It happened October 4, a Tuesday evening. Three political operative-types were seated with me at Manuel’s at a table in the non-smoking section. The former DeKalb CEO enters the room. Vernon Jones sees us and makes a beeline across the room toward our table.
I have, shall we say, a peculiar history with Mr. Jones. I covered many of the controversies that followed him while he held office. During that time however, we had an ongoing rapport that only occasionally descended into head-shakingly unhinged qualities for which Jones became known.
Since leaving office, I’ve seen him three times. Each time, he’s treated me as if I’m his mortal enemy. I wrote about the first one, which was genuinely bizarre.
In 2010, I saw him with a freelance TV photographer at a Nathan Deal campaign event at DeKalb-Peachtree Airport. So that I couldn’t hear him, Jones whispered to other reporters that he was shooting something for a cable TV show. I resisted the temptation to engage him about his apparent conversion to the fourth estate and gave him a wide berth.

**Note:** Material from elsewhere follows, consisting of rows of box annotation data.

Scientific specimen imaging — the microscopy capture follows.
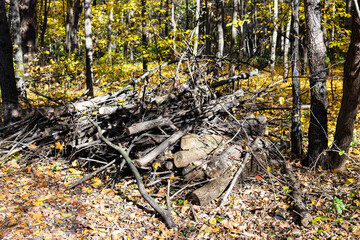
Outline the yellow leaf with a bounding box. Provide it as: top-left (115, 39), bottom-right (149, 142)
top-left (279, 97), bottom-right (285, 105)
top-left (62, 213), bottom-right (72, 218)
top-left (34, 230), bottom-right (44, 236)
top-left (345, 178), bottom-right (354, 185)
top-left (209, 218), bottom-right (216, 225)
top-left (55, 142), bottom-right (62, 150)
top-left (28, 144), bottom-right (37, 150)
top-left (33, 213), bottom-right (42, 219)
top-left (33, 201), bottom-right (44, 206)
top-left (153, 162), bottom-right (161, 170)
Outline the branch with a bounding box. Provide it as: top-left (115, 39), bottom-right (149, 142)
top-left (89, 119), bottom-right (176, 228)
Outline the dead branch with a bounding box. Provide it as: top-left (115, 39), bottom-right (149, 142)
top-left (89, 119), bottom-right (176, 228)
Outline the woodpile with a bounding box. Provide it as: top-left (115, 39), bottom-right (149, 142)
top-left (0, 59), bottom-right (310, 227)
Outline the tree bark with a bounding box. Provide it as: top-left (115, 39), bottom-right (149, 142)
top-left (19, 0), bottom-right (37, 62)
top-left (84, 0), bottom-right (94, 97)
top-left (0, 0), bottom-right (18, 124)
top-left (270, 0), bottom-right (279, 71)
top-left (229, 0), bottom-right (239, 77)
top-left (324, 3), bottom-right (360, 171)
top-left (193, 0), bottom-right (201, 56)
top-left (302, 0), bottom-right (328, 166)
top-left (290, 0), bottom-right (303, 157)
top-left (10, 0), bottom-right (26, 99)
top-left (40, 0), bottom-right (50, 47)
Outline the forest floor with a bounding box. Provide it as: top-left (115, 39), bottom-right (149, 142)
top-left (0, 67), bottom-right (360, 239)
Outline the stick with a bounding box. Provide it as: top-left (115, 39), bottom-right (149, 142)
top-left (136, 125), bottom-right (191, 167)
top-left (68, 160), bottom-right (116, 189)
top-left (89, 119), bottom-right (176, 228)
top-left (220, 153), bottom-right (250, 207)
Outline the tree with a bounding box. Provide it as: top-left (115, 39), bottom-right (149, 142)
top-left (270, 0), bottom-right (279, 71)
top-left (291, 0), bottom-right (303, 157)
top-left (10, 0), bottom-right (26, 99)
top-left (0, 0), bottom-right (18, 124)
top-left (302, 0), bottom-right (328, 166)
top-left (324, 0), bottom-right (360, 170)
top-left (84, 0), bottom-right (94, 97)
top-left (19, 0), bottom-right (37, 62)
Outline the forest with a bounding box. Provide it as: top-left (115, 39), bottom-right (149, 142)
top-left (0, 0), bottom-right (360, 240)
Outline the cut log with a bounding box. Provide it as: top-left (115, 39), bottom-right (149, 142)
top-left (174, 148), bottom-right (212, 168)
top-left (190, 175), bottom-right (232, 206)
top-left (126, 116), bottom-right (172, 135)
top-left (135, 125), bottom-right (191, 167)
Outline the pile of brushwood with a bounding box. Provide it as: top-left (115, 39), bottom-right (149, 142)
top-left (0, 57), bottom-right (312, 228)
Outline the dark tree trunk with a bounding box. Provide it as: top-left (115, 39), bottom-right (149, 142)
top-left (229, 0), bottom-right (239, 77)
top-left (0, 0), bottom-right (18, 124)
top-left (141, 0), bottom-right (148, 73)
top-left (84, 0), bottom-right (94, 97)
top-left (19, 0), bottom-right (37, 62)
top-left (324, 4), bottom-right (360, 171)
top-left (291, 0), bottom-right (303, 157)
top-left (65, 0), bottom-right (83, 52)
top-left (10, 0), bottom-right (26, 99)
top-left (302, 0), bottom-right (328, 166)
top-left (205, 0), bottom-right (211, 55)
top-left (40, 0), bottom-right (50, 47)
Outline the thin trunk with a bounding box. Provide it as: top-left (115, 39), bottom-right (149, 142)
top-left (19, 0), bottom-right (37, 62)
top-left (270, 0), bottom-right (279, 71)
top-left (0, 0), bottom-right (18, 124)
top-left (302, 0), bottom-right (328, 166)
top-left (65, 0), bottom-right (74, 52)
top-left (141, 0), bottom-right (148, 74)
top-left (193, 0), bottom-right (201, 56)
top-left (330, 3), bottom-right (360, 171)
top-left (229, 0), bottom-right (239, 77)
top-left (171, 0), bottom-right (176, 51)
top-left (285, 0), bottom-right (303, 157)
top-left (284, 12), bottom-right (292, 79)
top-left (216, 0), bottom-right (224, 62)
top-left (84, 0), bottom-right (94, 97)
top-left (107, 2), bottom-right (114, 66)
top-left (40, 0), bottom-right (50, 47)
top-left (10, 0), bottom-right (26, 99)
top-left (205, 0), bottom-right (211, 55)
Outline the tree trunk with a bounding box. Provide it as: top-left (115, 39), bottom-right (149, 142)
top-left (216, 0), bottom-right (225, 69)
top-left (284, 12), bottom-right (292, 79)
top-left (141, 0), bottom-right (148, 74)
top-left (65, 0), bottom-right (83, 52)
top-left (40, 0), bottom-right (50, 47)
top-left (0, 0), bottom-right (18, 124)
top-left (10, 0), bottom-right (26, 99)
top-left (171, 0), bottom-right (176, 51)
top-left (291, 0), bottom-right (303, 157)
top-left (193, 0), bottom-right (201, 56)
top-left (107, 2), bottom-right (112, 64)
top-left (84, 0), bottom-right (94, 97)
top-left (270, 0), bottom-right (279, 71)
top-left (205, 0), bottom-right (211, 55)
top-left (229, 0), bottom-right (239, 77)
top-left (19, 0), bottom-right (37, 62)
top-left (302, 0), bottom-right (328, 166)
top-left (324, 0), bottom-right (360, 171)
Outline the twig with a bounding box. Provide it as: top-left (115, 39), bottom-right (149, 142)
top-left (89, 119), bottom-right (176, 228)
top-left (136, 125), bottom-right (191, 167)
top-left (68, 159), bottom-right (116, 189)
top-left (220, 153), bottom-right (250, 207)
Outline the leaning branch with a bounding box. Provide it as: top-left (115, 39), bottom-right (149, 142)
top-left (89, 119), bottom-right (176, 228)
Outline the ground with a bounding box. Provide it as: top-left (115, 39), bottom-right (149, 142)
top-left (0, 155), bottom-right (360, 239)
top-left (0, 68), bottom-right (360, 240)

This was the third. As Jones approached our table, I stood and smiled and greeted him. He shook my hand and those of the other folks at the table, who also knew him.
What are you doing now? somebody asked.
I think I’m going to start a web site to fact-check reporters like Doug, he answers.
That’s actually kind of exciting, I start to say. Then his body language changes. He assumes a chilly stance toward me while continuing to chat with the other folks at the table, one of whom has grabbed him by the arm so that he wouldn’t leave.
Hey Vernon. I hear I should call you “Angus” now, I say to him.
Friends of mine who live in Atlanta’s Old Fourth Ward have told me about two different dwellings Jones has moved into over the last three years. In both locations, Vernon has identified himself as “Angus Jones,” an apparent nom de street. I’ve been told Angus is his middle name.
It was intended as an icebreaker. It didn’t work.
Jones turned his back to me while continuing to talk with one of my table-mates. Periodically, he’d spin toward me and mutter something about “reporters like Doug who can’t ever get their stories right,” then spin back away.
He was at the table ten minutes, tops. He never sat. He spoke about me but never to me.
I was disappointed. I still think that Vernon has mistaken me for somebody else — another reporter, perhaps — who really did give him hell when he was in office. Dale Cardwell, maybe. Except I’m pretty sure Vernon can distinguish me from Cardwell.
It would have been a bonus to actually have a civilized chat with the guy over a beer. There’s a lot to discuss.
Instead, Vernon walked off. “Always good to see you Vernon.” I oozed sincerity.
As he got halfway across the room, Jones turned back toward the table and finally addressed me.
In a loud voice, he pointed toward me and said Hey Doug! I know who she is! I know her name!
What was he implying with that? I hear you asking. The folks seated at the table certainly asked.
Beats the hell out of me. And I’m disinclined to overanalyze it. It is what it is — another strange encounter with one of the strangest dudes I’ve ever covered.